Когда гости расселись вдоль стены, хозяин выдвинул из угла кресло на середину комнаты и, опустившись в него, положил ногу на ногу. «Ведет себя с нами без робости, будто мы одинаковые с ним перед советской властью», – промелькнуло в мыслях Бастрыкова.
– Уж как я рад, уважаемые товарищи, что в этом таежном царстве появились наконец новые русские люди! – без умолку, тем же складным, певучим говорком сыпал хозяин. – Все эти тридцать лет я душевно страдал от своего одиночества. Но мне всегда казалось, что недалек тот день, когда взоры русских людей обратятся на Васюган. И вот этот долгожданный час наступил. Не нужно ли в чем помочь вам? Рад оказать любое содействие.
– Ну какое там содействие! – отмахнулся Бастрыков, про себя подумав: «Ишь ты, благодетель нашелся! Посмотрим вот, как запоешь, когда я права свои выставлю».
– О вашем прибытии я узнал от остяков, – воодушевленный вниманием коммунаров, продолжал Порфишка. – Они приплыли ко мне встревоженные, испуганные. «Друг Порфишка (так они зовут меня за всяк просто), люди на Белый яр прибыли. Худо будет, беда будет». Я спрашиваю: «А какие люди-то? Русские или татары?» Остяки говорят: «Русские». – «Ну, говорю, коли русские, то беды никакой не будет, вы от русских-то, говорю, когда-нибудь худо видели? Тридцать лет я с вами живу, хоть раз кто-нибудь вас обидел?» Тут мои остяки расплылись в довольстве, позвал я их в дом, покормил обедом, угостил водочкой…
Все это так не походило на то, что рассказал в коммуне старик Ёська! Бастрыков переглянулся с Митяем. Алешка посмотрел на отца и опустил голову, недоумевая, пораженный враньем Порфирия Игнатьевича.
– Дело тут такое, гражданин Исаев, – прервав наконец хозяина, заговорил Бастрыков. – Как председатель коммуны и по поручению Томского губисполкома хочу кое-что сообщить вам.
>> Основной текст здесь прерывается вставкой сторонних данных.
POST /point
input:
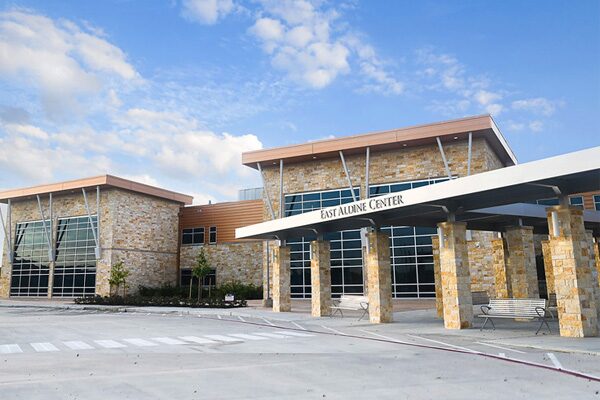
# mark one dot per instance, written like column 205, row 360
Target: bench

Во-первых, губисполком назначил меня своим уполномоченным по всему Васюганскому краю. Мне даны большие права как представителю советской власти и ее губернских органов. На эти права имеется мандат. Ознакомьтесь.
Бастрыков достал из кармана брюк кожаный бумажник, раскрыл его и подал в развернутом виде синеватый лист бумаги.
– Надюшка, принеси-ка очки! – крикнул Исаев, с жадным любопытством, но с опаской принимая от Бастрыкова мандат.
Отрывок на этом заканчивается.